Estaremos atentos aos desdobramentos do caso e esperamos que consequências cabíveis mediante a situação sejam colocadas aos envolvidos.
Ao mesmo tempo, reiteramos que traumas coletivos não são uma escola de Direitos Humanos. O compromisso com a Memória é de todos. Dito isso, é fundamental refutarmos práticas e discursos antissemitas como resposta ao caso, lembrando os perigos da generalização e dos estereótipos, alinhados exatamente ao conteúdo do vídeo."

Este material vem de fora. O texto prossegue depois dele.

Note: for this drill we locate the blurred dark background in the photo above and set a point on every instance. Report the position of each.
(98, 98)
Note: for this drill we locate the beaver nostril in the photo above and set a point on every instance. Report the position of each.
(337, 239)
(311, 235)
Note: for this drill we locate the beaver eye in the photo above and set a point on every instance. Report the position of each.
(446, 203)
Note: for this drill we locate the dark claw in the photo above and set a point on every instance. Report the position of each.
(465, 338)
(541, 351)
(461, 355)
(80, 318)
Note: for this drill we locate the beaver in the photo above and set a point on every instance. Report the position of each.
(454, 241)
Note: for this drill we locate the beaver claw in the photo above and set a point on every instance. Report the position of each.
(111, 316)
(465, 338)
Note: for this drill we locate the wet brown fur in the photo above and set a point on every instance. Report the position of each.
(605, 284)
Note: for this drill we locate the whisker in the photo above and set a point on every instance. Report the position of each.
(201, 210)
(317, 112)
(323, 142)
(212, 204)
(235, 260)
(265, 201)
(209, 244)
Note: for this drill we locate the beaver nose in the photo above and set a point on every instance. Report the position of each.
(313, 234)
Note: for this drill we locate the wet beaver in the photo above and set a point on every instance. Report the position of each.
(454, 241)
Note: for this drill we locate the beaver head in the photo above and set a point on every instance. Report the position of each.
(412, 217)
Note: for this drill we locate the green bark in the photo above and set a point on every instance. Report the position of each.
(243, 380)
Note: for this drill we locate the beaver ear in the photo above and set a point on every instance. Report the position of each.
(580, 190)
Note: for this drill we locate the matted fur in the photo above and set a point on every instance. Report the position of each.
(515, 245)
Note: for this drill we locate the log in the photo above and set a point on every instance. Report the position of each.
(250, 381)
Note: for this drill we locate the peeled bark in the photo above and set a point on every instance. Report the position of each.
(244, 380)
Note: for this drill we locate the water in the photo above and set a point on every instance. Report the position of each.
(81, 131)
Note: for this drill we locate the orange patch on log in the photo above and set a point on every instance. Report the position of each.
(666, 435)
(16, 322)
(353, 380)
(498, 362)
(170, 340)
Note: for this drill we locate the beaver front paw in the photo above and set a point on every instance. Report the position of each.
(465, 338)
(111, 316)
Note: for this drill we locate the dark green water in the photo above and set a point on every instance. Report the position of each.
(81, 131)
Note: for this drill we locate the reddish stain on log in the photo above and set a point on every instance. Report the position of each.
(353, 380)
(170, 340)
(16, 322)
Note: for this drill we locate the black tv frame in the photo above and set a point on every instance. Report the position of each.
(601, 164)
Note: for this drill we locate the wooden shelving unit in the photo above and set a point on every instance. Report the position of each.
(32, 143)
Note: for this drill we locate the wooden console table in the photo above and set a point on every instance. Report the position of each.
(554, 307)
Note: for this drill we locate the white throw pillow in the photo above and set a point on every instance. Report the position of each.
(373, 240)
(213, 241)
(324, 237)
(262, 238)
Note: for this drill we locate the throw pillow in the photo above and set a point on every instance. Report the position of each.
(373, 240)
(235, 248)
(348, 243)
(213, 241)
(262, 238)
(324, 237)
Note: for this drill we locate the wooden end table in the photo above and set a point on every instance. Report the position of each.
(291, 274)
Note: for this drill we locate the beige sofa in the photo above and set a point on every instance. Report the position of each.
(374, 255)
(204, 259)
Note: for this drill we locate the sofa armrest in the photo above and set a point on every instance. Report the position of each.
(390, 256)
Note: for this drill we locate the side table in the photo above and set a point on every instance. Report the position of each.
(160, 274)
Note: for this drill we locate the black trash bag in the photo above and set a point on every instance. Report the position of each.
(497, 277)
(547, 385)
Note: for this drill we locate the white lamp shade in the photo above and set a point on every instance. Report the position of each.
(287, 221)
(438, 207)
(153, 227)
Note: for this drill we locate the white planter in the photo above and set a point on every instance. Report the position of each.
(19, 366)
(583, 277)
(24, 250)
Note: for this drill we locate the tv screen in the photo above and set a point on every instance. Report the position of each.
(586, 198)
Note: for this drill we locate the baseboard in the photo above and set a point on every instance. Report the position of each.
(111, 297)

Nota do Colégio Farroupilha:
"O Colégio Farroupilha repudia discursos ou ações que disseminem qualquer tipo de intolerância, violência ou discriminação e espera a mesma postura de todos que fazem parte da comunidade escolar. A conduta inaceitável de alguns estudantes não representa os valores da instituição e, por isso, houve a imediata aplicação das penalidades previstas no Código de Conduta e Convivência da escola.
Lamentamos que o atual momento de tensionamento vivenciado pela sociedade reflita no ambiente escolar. Nessa perspectiva, nos comprometemos a trabalhar fortemente para que a boa convivência, o respeito às diferenças e a ética sigam priorizados em nossa prática pedagógica."